Roma, viale Mazzini, Prati: una rottura improvvisa di una tubatura ha creato una scena inusuale ieri mattina alle 9, quando un gigantesco getto d’acqua, simile a un geysere, è esploso dal sottosuolo. Il getto ha travolto la carreggiata all’incrocio con via di Monte Santo, trasformando la strada in un fiume di fango in pochi minuti.
La causa del danno
Secondo le prime ricostruzioni, l’incidente è avvenuto durante le operazioni di scavo nell’area di cantiere per la realizzazione della tratta T2 della Linea C della metropolitana. Durante i lavori di sradicamento degli alberi, una tubatura è stata danneggiata, provocando una fuoriuscita d’acqua ad altissima pressione che ha generato un potente zampillo, raggiungendo addirittura le finestre del secondo piano di un palazzo situato nei pressi dell’incrocio.
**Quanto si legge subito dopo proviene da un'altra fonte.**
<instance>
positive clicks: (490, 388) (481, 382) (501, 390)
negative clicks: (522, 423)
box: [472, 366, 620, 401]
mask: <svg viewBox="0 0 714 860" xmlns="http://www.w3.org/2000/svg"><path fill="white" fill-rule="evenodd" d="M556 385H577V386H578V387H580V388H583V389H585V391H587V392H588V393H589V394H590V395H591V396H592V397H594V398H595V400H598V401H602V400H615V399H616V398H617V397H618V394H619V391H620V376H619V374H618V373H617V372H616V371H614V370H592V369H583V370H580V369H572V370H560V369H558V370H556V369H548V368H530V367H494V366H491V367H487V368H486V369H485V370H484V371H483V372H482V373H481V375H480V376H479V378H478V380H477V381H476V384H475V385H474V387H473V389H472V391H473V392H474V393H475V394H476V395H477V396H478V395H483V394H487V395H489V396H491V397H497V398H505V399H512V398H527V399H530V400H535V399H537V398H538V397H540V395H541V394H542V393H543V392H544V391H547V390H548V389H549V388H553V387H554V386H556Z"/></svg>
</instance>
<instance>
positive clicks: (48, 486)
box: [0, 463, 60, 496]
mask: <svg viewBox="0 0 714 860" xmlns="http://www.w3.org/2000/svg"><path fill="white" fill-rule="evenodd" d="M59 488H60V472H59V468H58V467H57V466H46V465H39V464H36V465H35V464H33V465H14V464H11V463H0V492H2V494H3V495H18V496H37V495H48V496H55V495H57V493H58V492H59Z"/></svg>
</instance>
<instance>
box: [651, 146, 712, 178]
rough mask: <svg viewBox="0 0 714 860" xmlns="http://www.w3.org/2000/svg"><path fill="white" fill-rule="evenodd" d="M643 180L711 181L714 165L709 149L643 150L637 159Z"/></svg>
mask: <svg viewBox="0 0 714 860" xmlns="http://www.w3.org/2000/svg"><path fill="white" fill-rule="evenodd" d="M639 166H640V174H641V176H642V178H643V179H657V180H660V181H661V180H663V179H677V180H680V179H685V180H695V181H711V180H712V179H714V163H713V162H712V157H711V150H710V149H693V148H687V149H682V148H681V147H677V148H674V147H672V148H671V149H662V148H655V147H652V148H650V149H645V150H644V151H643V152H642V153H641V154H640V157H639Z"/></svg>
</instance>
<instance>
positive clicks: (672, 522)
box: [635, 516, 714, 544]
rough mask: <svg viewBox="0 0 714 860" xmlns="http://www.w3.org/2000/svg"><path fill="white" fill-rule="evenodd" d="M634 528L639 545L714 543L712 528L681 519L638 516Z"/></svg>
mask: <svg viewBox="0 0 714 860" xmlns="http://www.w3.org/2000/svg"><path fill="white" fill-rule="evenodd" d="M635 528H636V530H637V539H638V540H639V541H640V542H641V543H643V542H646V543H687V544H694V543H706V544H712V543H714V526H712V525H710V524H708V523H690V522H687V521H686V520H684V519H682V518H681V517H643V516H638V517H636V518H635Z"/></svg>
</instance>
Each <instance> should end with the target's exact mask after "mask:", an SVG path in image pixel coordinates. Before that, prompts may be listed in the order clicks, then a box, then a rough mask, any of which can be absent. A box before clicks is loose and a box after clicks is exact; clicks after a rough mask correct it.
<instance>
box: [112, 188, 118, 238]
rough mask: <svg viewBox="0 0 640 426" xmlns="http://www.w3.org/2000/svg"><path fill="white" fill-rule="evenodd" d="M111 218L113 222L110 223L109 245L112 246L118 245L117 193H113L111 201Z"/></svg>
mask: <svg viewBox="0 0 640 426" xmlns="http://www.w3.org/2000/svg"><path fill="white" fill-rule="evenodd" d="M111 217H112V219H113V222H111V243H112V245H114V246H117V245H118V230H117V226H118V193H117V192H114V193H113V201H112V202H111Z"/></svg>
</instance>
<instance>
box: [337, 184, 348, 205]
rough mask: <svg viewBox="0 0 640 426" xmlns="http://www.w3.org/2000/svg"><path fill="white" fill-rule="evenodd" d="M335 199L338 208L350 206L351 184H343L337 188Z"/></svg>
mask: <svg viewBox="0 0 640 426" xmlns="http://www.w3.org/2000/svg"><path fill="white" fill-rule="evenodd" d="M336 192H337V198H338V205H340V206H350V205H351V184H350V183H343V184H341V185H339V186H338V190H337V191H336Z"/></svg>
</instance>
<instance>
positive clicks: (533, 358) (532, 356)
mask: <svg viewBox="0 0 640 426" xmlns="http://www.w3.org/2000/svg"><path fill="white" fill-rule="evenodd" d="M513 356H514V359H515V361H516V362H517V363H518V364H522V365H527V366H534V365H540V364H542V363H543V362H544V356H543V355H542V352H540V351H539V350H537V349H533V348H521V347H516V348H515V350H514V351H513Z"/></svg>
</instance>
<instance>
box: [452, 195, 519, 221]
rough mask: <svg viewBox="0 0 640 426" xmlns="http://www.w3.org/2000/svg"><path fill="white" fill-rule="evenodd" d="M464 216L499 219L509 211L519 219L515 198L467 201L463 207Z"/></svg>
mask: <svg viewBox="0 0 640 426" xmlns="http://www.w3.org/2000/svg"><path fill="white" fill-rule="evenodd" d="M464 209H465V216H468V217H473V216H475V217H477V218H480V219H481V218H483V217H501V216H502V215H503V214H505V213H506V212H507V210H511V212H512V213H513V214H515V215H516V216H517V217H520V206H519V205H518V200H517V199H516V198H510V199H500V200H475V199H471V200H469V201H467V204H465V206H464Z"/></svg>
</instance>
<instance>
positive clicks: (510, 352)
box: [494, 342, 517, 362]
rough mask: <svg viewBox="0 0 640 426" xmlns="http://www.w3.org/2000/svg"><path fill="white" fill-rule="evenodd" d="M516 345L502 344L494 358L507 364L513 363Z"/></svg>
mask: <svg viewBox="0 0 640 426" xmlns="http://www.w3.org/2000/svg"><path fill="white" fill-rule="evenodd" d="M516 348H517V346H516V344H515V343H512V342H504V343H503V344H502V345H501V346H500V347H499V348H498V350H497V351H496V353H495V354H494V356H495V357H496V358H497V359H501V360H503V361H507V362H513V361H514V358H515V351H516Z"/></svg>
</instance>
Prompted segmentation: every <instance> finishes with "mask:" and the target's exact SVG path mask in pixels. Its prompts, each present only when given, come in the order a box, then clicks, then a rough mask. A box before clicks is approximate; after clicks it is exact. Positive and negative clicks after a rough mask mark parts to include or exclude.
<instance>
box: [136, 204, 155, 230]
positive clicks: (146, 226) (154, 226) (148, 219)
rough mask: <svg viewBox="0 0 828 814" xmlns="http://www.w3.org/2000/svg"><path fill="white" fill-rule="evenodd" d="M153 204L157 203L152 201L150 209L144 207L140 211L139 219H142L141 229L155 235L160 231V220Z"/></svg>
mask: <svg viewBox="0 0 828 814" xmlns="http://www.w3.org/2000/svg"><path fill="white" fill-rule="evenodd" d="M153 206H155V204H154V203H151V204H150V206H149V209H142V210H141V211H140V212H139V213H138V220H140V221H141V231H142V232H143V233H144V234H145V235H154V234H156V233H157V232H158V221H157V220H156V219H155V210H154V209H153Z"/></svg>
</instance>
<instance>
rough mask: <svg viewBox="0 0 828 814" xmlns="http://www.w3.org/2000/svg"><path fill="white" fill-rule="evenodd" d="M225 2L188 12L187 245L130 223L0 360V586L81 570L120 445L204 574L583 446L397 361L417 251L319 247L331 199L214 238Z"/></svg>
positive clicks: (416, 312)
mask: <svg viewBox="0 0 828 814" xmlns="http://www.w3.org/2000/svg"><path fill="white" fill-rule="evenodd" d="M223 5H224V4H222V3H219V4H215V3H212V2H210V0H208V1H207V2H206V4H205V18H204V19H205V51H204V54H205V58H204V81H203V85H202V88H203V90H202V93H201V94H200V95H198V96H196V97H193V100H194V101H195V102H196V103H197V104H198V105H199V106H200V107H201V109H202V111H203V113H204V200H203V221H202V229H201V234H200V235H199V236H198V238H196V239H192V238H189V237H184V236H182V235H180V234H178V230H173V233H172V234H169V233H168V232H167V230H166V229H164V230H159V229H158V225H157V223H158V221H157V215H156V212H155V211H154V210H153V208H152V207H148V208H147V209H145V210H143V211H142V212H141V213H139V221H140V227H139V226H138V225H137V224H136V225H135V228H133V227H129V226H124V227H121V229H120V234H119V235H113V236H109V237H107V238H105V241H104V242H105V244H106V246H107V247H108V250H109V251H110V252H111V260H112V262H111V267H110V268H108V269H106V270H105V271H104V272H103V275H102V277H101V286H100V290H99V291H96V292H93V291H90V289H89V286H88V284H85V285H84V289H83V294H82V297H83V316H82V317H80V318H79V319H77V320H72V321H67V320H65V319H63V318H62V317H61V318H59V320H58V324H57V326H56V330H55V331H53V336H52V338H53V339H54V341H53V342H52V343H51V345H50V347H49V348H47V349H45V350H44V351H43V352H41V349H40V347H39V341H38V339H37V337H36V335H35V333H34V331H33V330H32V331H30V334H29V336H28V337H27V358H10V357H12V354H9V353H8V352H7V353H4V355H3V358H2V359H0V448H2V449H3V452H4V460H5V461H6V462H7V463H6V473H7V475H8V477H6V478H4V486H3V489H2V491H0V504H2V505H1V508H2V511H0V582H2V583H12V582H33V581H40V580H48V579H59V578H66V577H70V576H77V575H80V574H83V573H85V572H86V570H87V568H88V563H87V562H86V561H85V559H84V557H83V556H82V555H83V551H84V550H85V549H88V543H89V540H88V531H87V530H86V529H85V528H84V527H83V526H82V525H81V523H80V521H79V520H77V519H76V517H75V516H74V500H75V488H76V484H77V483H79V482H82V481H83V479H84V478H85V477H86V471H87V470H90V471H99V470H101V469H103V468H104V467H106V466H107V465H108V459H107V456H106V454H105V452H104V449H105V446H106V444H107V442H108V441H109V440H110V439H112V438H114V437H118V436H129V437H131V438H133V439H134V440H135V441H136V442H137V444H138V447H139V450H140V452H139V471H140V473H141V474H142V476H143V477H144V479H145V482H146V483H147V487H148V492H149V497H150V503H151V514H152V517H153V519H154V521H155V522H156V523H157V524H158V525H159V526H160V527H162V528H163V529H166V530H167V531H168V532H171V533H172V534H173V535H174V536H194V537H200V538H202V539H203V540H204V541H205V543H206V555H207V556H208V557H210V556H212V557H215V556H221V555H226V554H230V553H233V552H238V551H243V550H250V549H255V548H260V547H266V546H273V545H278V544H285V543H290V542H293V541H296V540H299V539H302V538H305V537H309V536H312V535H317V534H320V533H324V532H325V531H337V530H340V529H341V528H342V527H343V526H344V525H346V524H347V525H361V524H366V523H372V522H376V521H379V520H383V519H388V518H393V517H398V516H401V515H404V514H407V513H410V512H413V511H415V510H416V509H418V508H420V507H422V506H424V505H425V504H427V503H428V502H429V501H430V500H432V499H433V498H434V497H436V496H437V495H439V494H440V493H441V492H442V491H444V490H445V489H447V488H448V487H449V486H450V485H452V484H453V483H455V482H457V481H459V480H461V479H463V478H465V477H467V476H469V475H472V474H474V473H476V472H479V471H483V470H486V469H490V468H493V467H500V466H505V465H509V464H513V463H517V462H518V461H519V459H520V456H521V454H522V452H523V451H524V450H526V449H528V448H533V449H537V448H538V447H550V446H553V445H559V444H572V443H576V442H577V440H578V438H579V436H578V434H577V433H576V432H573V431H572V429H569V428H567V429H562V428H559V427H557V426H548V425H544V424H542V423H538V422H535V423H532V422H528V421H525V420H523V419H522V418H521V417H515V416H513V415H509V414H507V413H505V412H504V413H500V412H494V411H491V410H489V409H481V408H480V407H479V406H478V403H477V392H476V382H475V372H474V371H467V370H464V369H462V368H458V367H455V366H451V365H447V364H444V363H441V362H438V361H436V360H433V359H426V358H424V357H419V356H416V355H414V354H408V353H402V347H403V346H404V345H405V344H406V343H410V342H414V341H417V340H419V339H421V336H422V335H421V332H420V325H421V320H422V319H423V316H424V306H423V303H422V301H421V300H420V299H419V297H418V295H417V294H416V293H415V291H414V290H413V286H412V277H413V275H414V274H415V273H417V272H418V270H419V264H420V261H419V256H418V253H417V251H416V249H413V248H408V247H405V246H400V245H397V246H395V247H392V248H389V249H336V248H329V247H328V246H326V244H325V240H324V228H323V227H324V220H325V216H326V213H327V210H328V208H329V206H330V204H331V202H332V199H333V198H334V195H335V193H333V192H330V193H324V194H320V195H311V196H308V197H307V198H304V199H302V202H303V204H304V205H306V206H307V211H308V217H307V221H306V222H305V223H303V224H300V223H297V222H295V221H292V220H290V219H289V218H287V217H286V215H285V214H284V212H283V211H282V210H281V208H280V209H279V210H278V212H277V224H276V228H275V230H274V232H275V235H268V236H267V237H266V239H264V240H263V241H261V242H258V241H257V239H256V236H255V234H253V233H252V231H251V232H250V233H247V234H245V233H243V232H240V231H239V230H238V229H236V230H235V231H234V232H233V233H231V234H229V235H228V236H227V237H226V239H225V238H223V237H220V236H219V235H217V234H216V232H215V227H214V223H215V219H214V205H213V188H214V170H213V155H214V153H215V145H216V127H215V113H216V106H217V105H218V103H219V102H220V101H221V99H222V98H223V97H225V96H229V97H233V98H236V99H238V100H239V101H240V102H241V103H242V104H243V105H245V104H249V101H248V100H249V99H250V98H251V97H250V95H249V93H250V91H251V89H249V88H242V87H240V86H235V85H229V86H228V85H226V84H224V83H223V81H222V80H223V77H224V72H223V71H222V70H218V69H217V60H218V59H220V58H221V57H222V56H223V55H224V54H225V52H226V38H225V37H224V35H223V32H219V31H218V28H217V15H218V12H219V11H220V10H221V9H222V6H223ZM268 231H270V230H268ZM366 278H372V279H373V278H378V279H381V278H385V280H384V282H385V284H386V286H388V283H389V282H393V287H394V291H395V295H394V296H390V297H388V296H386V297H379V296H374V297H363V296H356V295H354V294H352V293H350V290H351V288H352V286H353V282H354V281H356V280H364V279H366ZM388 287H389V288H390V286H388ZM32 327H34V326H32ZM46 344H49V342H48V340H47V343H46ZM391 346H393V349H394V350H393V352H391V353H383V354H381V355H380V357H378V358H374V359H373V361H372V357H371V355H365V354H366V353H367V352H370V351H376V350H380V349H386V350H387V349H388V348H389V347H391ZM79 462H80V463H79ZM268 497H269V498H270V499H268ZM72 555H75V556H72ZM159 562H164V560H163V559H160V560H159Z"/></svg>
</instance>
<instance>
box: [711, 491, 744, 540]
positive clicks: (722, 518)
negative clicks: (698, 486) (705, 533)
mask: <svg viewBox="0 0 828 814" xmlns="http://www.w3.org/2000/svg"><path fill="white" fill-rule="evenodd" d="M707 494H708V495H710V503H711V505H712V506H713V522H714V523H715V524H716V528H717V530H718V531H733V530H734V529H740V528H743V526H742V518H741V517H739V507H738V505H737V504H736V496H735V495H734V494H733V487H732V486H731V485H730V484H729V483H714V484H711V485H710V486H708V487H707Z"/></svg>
Le conseguenze dell’incidente
La fuoriuscita d’acqua ha creato numerosi disagi alla circolazione sia stradale che pedonale. Le caditoie non sono riuscite a reggere il volume d’acqua, causando l’inondazione della zona circostante. La viabilità è diventata estremamente difficile e la zona ha visto un accumulo di fango che ha reso praticamente impraticabili alcune strade.
Intervento di Acea Ato 2
Immediatamente dopo l’incidente, Acea Ato 2 è intervenuta per fermare il flusso d’acqua e avviare le riparazioni necessarie. Tuttavia, il guasto ha comportato forti abbassamenti di pressione e mancanze d’acqua in diverse strade del Municipio I. Le zone maggiormente colpite dai disservizi includono: via Sabotino, via Bazzoni, via Fratelli Rosselli, via Pio Albertelli e viale Mazzini (nel tratto tra via Sabotino e via Bazzoni).
Servizio di rifornimento con autobotte
Per limitare i disagi a residenti e attività commerciali, Acea Ato 2 ha posizionato un servizio di rifornimento con autobotte fissa in via Monte Santo, all’angolo con viale Mazzini. Gli operatori di Acea stanno lavorando per risolvere il problema e ripristinare la fornitura d’acqua nelle aree colpite.